A lot of my free time will be taken up with me writing my second book. The first book, The Wonder Stuff Diaries only goes up to the end of 1989 so I have already transcribed most of my diaries ready for that to the point where the band broke up in 1994. However I still have to research the photographs for that. So that will take me two or three months so if I start that in May I may be able to get that out before Christmas. Plus I have been planning my research into a fictional book, which I suppose I will start writing that at the end of the year. I have no idea just how long that will take but I would probably like to have it finished in a three month period. After that I honestly don’t know what we will do then (laughter).

I do know that Erica (Nockalls) is planning an instrumental album of her own. I guess that we will just have to see how things go this year. You simply have to try and work out exactly how much Wonder Stuff the people want (hysterical laughter). I will never put the lid on it, for as long as I can physically do it I will always do it. It simply isn’t the only thing in my life. There are other things that I want to do and there are other things that every other member of the band wants to do.
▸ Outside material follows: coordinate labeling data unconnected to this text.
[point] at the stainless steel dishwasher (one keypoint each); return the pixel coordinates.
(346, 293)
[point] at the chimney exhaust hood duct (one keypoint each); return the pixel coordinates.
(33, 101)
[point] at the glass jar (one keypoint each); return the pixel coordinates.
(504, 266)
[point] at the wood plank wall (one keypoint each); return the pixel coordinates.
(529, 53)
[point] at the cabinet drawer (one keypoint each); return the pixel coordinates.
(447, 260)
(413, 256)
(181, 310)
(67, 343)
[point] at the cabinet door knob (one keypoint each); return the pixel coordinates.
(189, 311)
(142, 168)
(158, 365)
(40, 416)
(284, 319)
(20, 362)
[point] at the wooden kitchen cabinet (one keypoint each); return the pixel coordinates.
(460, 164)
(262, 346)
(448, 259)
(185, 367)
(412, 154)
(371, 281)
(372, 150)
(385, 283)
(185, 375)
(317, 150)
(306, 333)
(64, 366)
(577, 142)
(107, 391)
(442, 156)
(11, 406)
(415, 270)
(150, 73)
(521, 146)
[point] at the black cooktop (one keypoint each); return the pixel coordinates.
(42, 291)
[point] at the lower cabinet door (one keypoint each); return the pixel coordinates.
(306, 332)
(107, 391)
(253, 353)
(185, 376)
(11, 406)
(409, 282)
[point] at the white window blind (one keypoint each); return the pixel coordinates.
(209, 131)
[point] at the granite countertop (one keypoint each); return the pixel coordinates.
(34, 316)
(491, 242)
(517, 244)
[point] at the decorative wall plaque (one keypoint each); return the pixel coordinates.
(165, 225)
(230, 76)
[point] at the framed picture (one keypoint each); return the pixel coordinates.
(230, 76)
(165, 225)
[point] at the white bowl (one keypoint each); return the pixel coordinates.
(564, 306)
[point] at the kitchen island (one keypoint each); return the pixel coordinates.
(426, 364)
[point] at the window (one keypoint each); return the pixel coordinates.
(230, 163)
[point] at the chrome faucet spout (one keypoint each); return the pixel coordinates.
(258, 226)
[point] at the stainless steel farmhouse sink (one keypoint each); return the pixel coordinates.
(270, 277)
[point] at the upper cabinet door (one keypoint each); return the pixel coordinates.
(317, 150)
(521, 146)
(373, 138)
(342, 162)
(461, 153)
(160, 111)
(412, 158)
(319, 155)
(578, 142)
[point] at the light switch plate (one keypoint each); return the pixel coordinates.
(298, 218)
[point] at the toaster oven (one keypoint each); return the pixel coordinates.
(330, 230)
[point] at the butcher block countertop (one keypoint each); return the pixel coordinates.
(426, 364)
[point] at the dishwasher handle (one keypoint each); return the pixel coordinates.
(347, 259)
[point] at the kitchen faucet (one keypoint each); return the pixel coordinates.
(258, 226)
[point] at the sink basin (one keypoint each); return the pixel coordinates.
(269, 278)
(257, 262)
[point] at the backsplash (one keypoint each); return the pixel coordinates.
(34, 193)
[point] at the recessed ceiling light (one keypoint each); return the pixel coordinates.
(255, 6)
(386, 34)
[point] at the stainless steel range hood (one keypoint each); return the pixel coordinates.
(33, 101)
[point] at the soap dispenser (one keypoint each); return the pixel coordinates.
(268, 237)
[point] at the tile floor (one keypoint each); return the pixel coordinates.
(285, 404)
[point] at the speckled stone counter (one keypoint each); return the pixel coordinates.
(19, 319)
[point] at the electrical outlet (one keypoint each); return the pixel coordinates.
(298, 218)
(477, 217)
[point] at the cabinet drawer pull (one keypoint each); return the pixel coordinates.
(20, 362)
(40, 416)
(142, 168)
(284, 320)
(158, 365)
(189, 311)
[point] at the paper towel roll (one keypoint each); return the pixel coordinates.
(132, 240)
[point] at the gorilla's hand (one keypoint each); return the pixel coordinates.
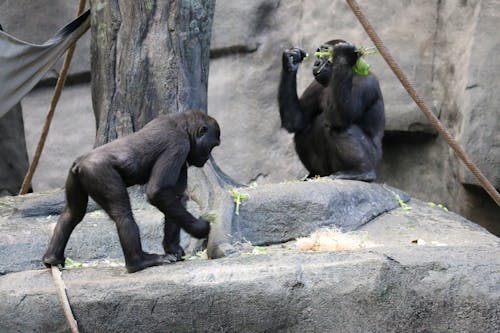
(199, 229)
(292, 59)
(345, 54)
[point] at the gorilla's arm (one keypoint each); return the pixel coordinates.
(295, 114)
(165, 189)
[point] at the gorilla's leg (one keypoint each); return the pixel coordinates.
(105, 185)
(356, 154)
(172, 239)
(76, 205)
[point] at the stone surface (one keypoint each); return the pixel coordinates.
(448, 281)
(422, 288)
(37, 21)
(446, 48)
(277, 213)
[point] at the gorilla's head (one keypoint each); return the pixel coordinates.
(324, 59)
(204, 136)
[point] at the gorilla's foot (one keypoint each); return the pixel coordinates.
(50, 259)
(175, 250)
(369, 176)
(149, 260)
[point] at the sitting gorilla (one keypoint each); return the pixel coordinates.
(159, 155)
(339, 120)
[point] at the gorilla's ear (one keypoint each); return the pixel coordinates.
(201, 131)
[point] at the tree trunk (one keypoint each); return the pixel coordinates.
(149, 58)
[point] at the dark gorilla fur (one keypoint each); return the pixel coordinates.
(159, 155)
(339, 120)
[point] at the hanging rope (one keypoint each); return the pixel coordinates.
(421, 104)
(50, 114)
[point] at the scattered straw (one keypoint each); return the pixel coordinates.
(332, 239)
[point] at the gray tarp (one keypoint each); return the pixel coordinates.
(23, 64)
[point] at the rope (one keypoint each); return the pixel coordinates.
(50, 114)
(63, 298)
(489, 188)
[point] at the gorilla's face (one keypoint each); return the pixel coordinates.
(207, 137)
(324, 59)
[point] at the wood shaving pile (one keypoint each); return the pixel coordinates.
(332, 239)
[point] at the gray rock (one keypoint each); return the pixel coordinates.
(72, 132)
(281, 212)
(385, 290)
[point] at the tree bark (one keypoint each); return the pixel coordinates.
(149, 58)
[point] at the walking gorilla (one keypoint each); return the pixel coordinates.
(339, 120)
(158, 155)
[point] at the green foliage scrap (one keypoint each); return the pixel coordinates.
(237, 198)
(400, 201)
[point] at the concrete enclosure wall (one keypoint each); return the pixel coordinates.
(447, 48)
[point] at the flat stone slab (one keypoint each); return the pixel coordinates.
(412, 289)
(430, 270)
(277, 213)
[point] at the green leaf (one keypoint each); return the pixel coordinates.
(70, 263)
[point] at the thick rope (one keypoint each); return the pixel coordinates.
(489, 188)
(50, 114)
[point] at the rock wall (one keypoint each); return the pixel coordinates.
(447, 48)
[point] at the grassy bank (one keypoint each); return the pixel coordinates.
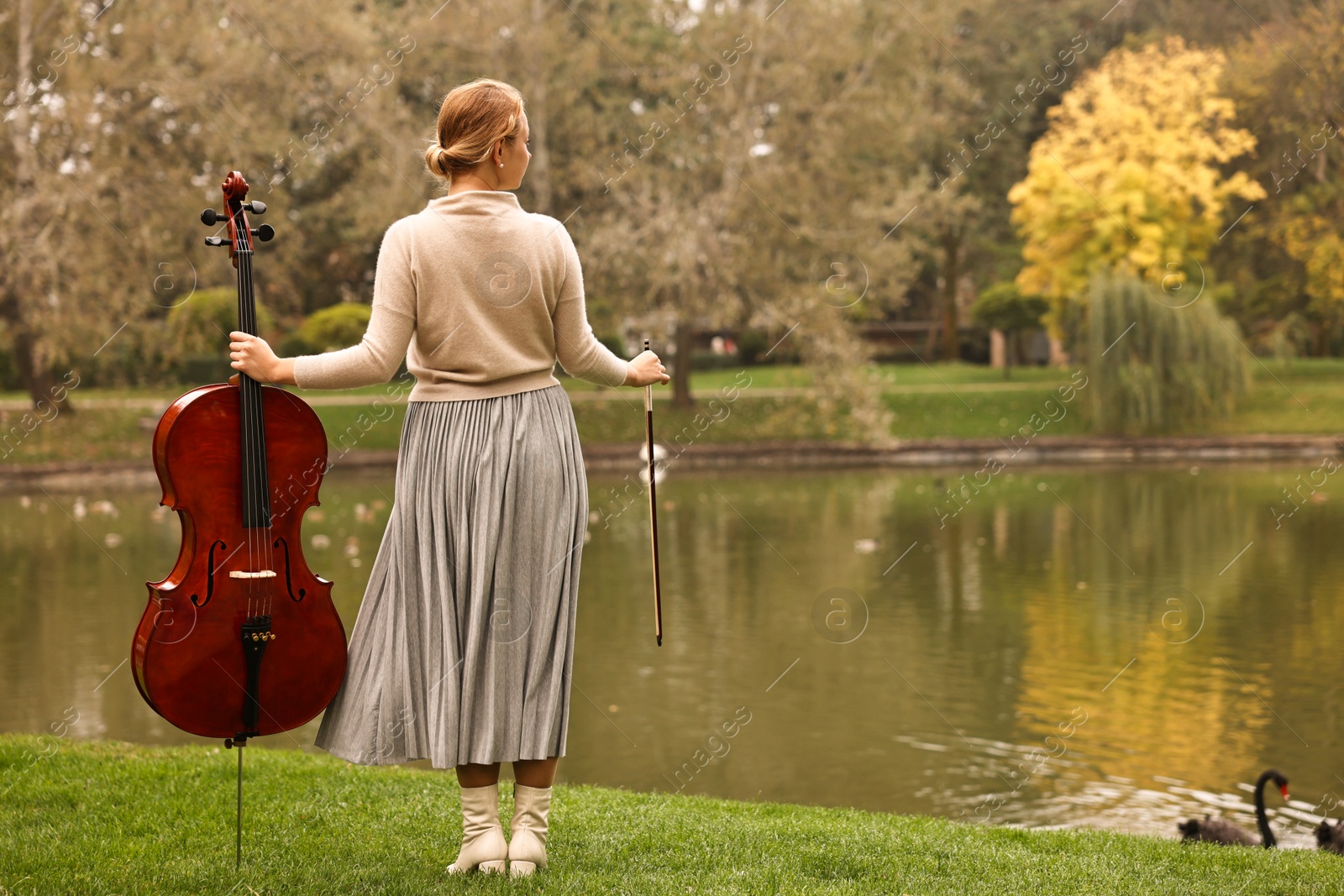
(97, 819)
(942, 401)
You have mentioned that you will be playing some of the larger festivals this summer so I have to ask you, which do you prefer festivals or the smaller intimate gigs?
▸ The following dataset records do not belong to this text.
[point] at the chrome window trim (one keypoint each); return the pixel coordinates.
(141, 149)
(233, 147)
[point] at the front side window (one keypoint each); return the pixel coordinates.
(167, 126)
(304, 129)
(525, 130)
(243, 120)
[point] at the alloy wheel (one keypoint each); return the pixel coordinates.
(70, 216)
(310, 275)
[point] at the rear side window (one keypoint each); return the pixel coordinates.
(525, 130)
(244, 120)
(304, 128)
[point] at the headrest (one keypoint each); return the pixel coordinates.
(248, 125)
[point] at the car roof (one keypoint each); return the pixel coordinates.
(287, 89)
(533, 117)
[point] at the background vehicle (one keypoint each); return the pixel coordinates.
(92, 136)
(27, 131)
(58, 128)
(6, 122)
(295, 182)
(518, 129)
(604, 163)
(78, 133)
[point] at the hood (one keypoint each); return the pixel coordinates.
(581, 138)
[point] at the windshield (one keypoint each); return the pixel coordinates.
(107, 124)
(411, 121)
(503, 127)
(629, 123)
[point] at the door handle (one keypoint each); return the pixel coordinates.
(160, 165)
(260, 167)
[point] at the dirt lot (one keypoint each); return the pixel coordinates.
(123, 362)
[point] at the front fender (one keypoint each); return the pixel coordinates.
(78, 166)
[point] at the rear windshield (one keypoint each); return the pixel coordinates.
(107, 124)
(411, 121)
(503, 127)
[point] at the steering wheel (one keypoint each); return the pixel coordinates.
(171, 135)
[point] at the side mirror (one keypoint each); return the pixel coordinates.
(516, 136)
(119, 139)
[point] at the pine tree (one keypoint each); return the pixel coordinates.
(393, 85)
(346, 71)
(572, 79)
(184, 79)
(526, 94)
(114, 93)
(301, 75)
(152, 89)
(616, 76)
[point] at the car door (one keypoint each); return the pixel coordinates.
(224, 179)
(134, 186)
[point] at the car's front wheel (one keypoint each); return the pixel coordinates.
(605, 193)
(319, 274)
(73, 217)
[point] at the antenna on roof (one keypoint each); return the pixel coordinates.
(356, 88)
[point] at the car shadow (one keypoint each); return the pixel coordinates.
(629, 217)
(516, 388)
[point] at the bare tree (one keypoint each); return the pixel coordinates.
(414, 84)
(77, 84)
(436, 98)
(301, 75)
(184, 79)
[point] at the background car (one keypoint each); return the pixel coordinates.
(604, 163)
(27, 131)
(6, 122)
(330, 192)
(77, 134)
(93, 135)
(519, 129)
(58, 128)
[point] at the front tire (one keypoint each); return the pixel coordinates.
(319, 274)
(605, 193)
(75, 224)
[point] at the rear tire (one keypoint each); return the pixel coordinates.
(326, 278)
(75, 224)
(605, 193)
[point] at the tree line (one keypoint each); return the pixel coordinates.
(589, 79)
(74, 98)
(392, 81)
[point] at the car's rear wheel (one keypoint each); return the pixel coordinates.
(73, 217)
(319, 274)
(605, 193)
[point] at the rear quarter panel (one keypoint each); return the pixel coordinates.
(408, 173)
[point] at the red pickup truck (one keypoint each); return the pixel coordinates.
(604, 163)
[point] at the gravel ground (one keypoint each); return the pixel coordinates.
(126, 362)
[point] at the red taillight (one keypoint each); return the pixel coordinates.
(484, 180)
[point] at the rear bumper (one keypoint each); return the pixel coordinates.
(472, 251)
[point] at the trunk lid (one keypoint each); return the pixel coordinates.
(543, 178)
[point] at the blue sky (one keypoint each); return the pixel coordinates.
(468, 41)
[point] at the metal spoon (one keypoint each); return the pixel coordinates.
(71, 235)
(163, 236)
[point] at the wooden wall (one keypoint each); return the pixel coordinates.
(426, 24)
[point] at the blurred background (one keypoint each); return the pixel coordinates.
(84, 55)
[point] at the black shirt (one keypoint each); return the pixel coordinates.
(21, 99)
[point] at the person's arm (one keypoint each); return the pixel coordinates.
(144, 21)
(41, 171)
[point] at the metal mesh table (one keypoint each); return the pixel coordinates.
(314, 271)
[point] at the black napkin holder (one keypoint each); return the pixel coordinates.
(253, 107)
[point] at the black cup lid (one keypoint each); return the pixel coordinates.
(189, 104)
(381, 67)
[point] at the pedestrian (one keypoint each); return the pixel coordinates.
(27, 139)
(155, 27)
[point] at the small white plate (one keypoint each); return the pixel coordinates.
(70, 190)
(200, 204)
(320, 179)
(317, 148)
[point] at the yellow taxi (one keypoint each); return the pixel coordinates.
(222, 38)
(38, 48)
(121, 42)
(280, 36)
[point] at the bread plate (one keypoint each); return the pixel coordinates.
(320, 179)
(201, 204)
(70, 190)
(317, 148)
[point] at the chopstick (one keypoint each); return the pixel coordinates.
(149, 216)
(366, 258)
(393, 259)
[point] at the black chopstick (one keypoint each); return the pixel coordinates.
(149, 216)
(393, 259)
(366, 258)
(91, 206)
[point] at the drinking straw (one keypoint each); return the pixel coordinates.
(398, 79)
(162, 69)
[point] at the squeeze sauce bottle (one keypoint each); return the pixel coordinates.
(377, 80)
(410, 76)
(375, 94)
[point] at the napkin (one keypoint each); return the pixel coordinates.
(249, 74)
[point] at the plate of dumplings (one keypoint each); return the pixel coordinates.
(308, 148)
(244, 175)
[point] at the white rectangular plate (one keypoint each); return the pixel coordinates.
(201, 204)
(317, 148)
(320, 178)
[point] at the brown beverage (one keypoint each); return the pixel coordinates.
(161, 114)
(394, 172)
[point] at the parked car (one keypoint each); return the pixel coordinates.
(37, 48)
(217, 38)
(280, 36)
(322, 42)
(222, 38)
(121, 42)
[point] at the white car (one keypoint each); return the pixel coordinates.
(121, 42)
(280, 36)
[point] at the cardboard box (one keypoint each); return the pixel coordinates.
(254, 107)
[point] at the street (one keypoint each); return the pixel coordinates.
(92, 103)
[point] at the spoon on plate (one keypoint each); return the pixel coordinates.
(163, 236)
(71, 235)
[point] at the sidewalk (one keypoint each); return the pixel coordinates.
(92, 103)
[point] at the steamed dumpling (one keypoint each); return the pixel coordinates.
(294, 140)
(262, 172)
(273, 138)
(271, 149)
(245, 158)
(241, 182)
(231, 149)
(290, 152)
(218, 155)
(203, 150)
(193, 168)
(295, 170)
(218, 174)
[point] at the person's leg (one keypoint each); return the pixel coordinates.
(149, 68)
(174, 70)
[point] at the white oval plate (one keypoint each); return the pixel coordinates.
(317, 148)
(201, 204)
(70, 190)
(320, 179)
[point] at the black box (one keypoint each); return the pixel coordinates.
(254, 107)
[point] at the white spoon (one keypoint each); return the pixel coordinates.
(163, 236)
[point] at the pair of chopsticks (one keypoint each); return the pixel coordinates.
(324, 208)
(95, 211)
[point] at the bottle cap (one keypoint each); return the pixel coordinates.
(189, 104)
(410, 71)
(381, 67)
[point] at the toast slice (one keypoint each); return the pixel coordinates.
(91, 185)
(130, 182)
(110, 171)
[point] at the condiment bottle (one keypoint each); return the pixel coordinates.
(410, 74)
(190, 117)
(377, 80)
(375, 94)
I honestly don’t mind Kevin. When I go out with the acoustic tour I can sometimes play to a hundred people or less. I like all gigs. Playing a gig somewhere like Rock City is more within my comfort zone because I feel as though I know the character of the type of audience that you get there. Plus you have sound checked in the afternoon so you go out onto the stage with a certain amount of confidence, knowing that it is going to sound good at least to our ears on stage. You don’t have that comfort at festivals so you walk out onto the stage and when you hit that first note, you have no fucking idea at all as to what you are going to hear which can be frustrating but it can also be exhilarating of course (laughter).

I think that every type of gig that we do, whether it’s my solo acoustic gigs to band festivals I truly like them all. I enjoy them all otherwise I simply wouldn’t do them.

On that note Miles thank you for taking the time to speak to me and I hope to catch up with you here in Nottingham.

That’s been great Kevin, thank you and we will get a drink over there in Nottingham.